CHRISTINE BRENNAN, USA Today:
They do, Ray. You know, it's kind of funny, because when Michael Phelps stepped out of the pool Sunday morning here, Saturday night in the states, I never would have thought it'd be possible that another athlete, another individual could show up, and perform, and make us at least think he might be Michael Phelps' equal.
And that is what Usain Bolt has done here in the men's 100 meters and then the men's 200 meters, winning both, and not only winning both, but also setting the world record in both, the first time any man has ever done that at the Olympic Games, not Jesse Owens, not Carl Lewis, but now Usain Bolt.
And for a games that needed a jolt in the second week — no pun intended — there's the lightning bolt.

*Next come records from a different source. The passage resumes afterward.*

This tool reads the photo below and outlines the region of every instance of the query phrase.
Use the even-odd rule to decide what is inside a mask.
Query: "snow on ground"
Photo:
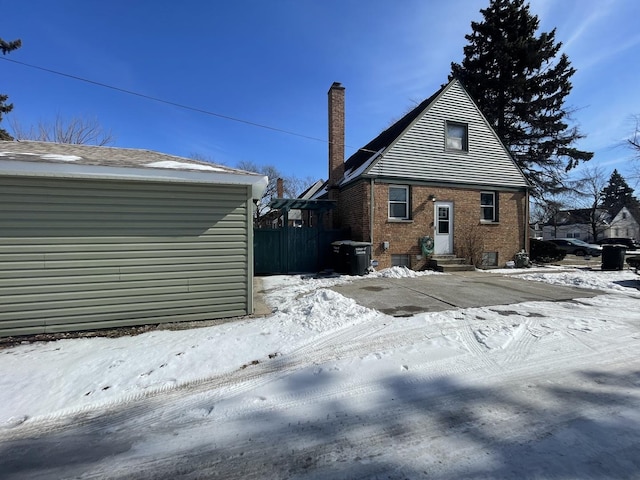
[[[396,267],[372,275],[423,274]],[[196,462],[202,455],[211,462],[222,451],[226,460],[207,464],[213,470],[201,467],[201,476],[208,471],[249,478],[255,468],[255,478],[278,478],[275,473],[282,469],[293,469],[284,475],[291,477],[316,471],[313,478],[377,478],[382,473],[384,478],[422,478],[425,472],[436,478],[473,472],[509,478],[509,472],[525,465],[531,478],[547,478],[577,461],[571,449],[582,449],[583,455],[585,448],[596,448],[589,434],[600,437],[598,448],[609,455],[594,464],[596,473],[603,465],[611,468],[611,459],[621,451],[624,457],[629,445],[637,452],[640,277],[631,271],[566,267],[489,274],[606,294],[399,320],[329,289],[359,277],[275,276],[263,280],[265,299],[274,308],[265,318],[4,348],[0,446],[6,441],[5,453],[14,452],[18,460],[11,463],[4,455],[0,469],[18,472],[21,455],[46,455],[34,432],[53,435],[55,441],[46,437],[46,445],[66,445],[52,428],[79,425],[76,433],[83,438],[88,434],[80,429],[83,422],[94,425],[91,419],[101,416],[105,424],[114,418],[109,435],[138,432],[118,442],[129,447],[102,445],[105,459],[59,466],[42,478],[85,472],[101,478],[153,478],[158,472],[188,472],[181,459]],[[143,413],[118,413],[135,408]],[[558,422],[558,427],[549,426]],[[12,439],[25,435],[33,450],[22,443],[11,450],[17,441]],[[92,441],[98,448],[103,440]],[[526,447],[531,443],[533,453]],[[64,456],[64,447],[59,448],[50,454]],[[245,452],[254,457],[243,457]],[[551,458],[554,452],[557,458]],[[109,455],[119,456],[114,461]],[[261,455],[273,460],[273,470],[265,470]],[[509,455],[532,456],[510,464]],[[540,455],[550,462],[546,467],[538,465]],[[612,476],[640,471],[633,457],[621,459]],[[139,471],[140,459],[147,459],[147,477]],[[336,470],[340,465],[344,468]],[[585,472],[578,468],[573,475],[586,478]],[[20,473],[7,478],[20,478]]]
[[[446,273],[434,272],[433,270],[424,270],[422,272],[416,272],[407,267],[392,267],[385,268],[379,272],[373,272],[369,277],[377,278],[416,278],[424,277],[425,275],[446,275]]]

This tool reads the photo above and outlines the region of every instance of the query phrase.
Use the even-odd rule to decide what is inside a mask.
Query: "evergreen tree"
[[[20,40],[14,40],[13,42],[5,42],[2,38],[0,38],[0,51],[2,51],[3,55],[7,53],[17,50],[22,45]],[[0,94],[0,122],[2,121],[2,115],[5,113],[9,113],[13,109],[12,103],[6,103],[9,97],[7,95]],[[13,140],[13,137],[9,135],[9,132],[0,128],[0,140]]]
[[[593,153],[572,145],[582,135],[569,127],[564,107],[571,91],[571,67],[555,29],[538,30],[538,17],[524,0],[490,0],[466,35],[462,64],[451,64],[458,78],[496,130],[527,179],[534,195],[559,193],[566,172]]]
[[[609,183],[602,189],[601,199],[602,208],[611,215],[617,214],[622,207],[631,210],[640,207],[640,202],[633,196],[633,188],[627,184],[618,170],[613,171]]]

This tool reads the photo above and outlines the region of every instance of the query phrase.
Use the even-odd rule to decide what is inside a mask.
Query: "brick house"
[[[345,89],[329,92],[330,228],[371,242],[380,268],[460,256],[504,266],[528,246],[529,185],[453,80],[344,161]]]

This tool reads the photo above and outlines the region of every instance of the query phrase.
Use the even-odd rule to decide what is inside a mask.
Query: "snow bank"
[[[556,273],[530,273],[518,275],[518,278],[524,280],[532,280],[536,282],[545,282],[552,285],[567,285],[579,288],[589,288],[595,290],[625,292],[634,294],[630,291],[629,284],[640,281],[638,275],[630,270],[602,272],[598,270],[571,270]],[[638,294],[639,292],[635,292]],[[640,295],[639,295],[640,296]]]
[[[407,267],[391,267],[380,270],[379,272],[370,273],[368,276],[374,278],[415,278],[424,277],[425,275],[446,275],[446,273],[434,272],[433,270],[416,272]]]

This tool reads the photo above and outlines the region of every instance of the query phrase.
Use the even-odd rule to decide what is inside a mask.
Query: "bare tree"
[[[631,179],[636,182],[636,185],[640,183],[640,114],[632,116],[635,127],[631,137],[627,139],[627,146],[634,152],[634,165],[633,175]]]
[[[226,163],[217,161],[211,155],[206,155],[200,152],[191,152],[189,154],[189,158],[193,160],[198,160],[200,162],[210,162],[210,163],[215,163],[217,165],[226,165]]]
[[[543,194],[532,197],[529,221],[532,224],[551,224],[554,228],[553,236],[558,236],[558,213],[566,207],[566,198],[558,194]]]
[[[9,125],[16,140],[37,140],[41,142],[72,143],[77,145],[112,145],[115,137],[106,130],[95,117],[71,117],[65,119],[56,115],[53,121],[41,120],[36,126],[24,128],[11,118]]]
[[[594,241],[610,228],[609,213],[602,208],[603,191],[609,175],[598,166],[588,166],[584,175],[576,181],[576,194],[581,197],[583,208],[588,213],[589,230]]]
[[[529,221],[531,223],[547,223],[565,207],[565,200],[559,195],[542,195],[531,199]]]
[[[636,122],[636,127],[628,141],[631,148],[636,152],[636,158],[640,160],[640,115],[634,115],[633,118]]]

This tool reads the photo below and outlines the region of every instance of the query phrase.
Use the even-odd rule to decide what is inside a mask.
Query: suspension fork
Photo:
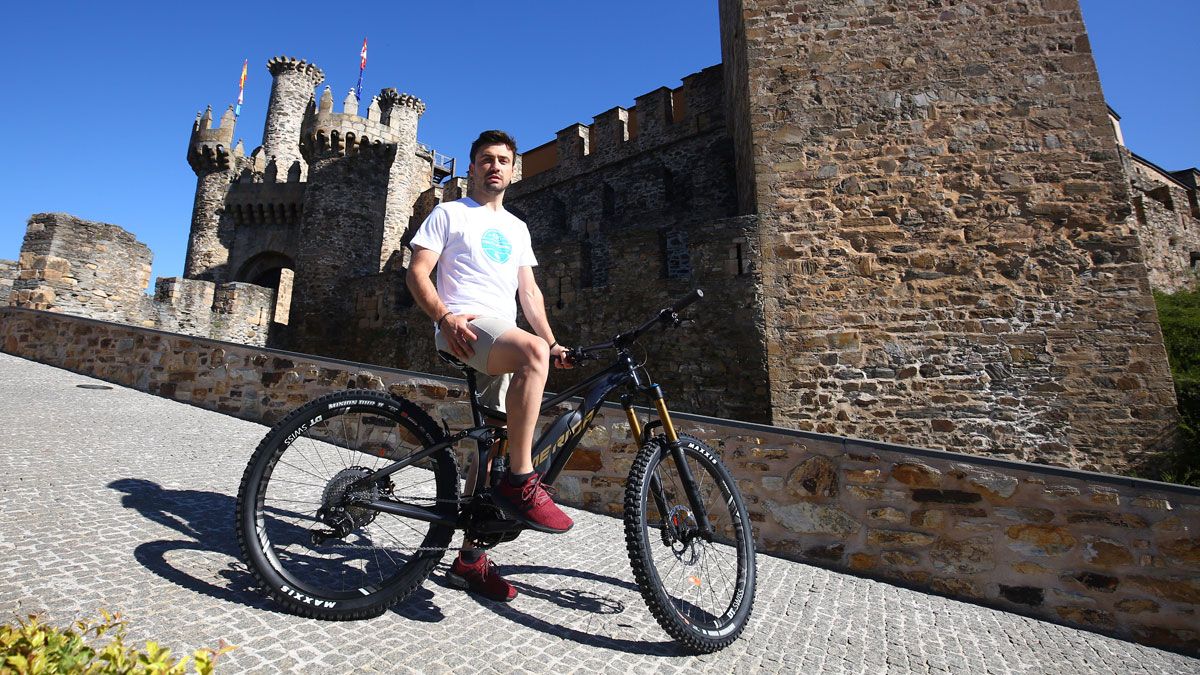
[[[621,394],[621,407],[625,410],[625,417],[629,419],[629,430],[633,432],[633,442],[637,447],[642,447],[642,421],[638,419],[637,413],[633,410],[633,397],[629,394]],[[654,498],[654,505],[658,507],[658,512],[663,518],[667,517],[667,502],[663,497],[662,481],[658,479],[658,474],[650,474],[650,496]]]
[[[652,384],[649,389],[650,397],[654,400],[654,407],[658,411],[658,419],[662,421],[663,432],[667,436],[667,448],[671,451],[671,457],[679,469],[679,479],[683,481],[683,491],[687,494],[688,502],[692,507],[692,515],[696,518],[696,525],[700,528],[701,533],[711,533],[712,525],[708,521],[708,511],[704,508],[704,502],[700,499],[700,490],[696,486],[696,479],[692,477],[692,470],[688,467],[687,459],[683,455],[683,446],[679,444],[679,434],[675,432],[675,425],[671,422],[671,413],[667,410],[662,387]],[[654,494],[658,512],[663,515],[663,518],[666,518],[665,499],[658,474],[650,477],[650,490]]]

It's a fantastic story, really, because he is so personable, controversial a little bit with his celebration.
But it's riveting stuff. And it's just what these Olympics needed when Michael Phelps was gone to kind of give it a shot in the arm as we head towards the final few days.
Is Usain Bolt just the best-known name of a Jamaican Olympic team that's packed with stars?
Oh, my goodness. In fact, Jamaica is dominating the sprints, male and female runners, and the United States is really, unfortunately, the one that's kind of taking it on the chin in that sense, because the U.S. is known for its dominance in sprints at most Olympic Games. And in this case, the U.S. men and women are behind the Jamaican men and women.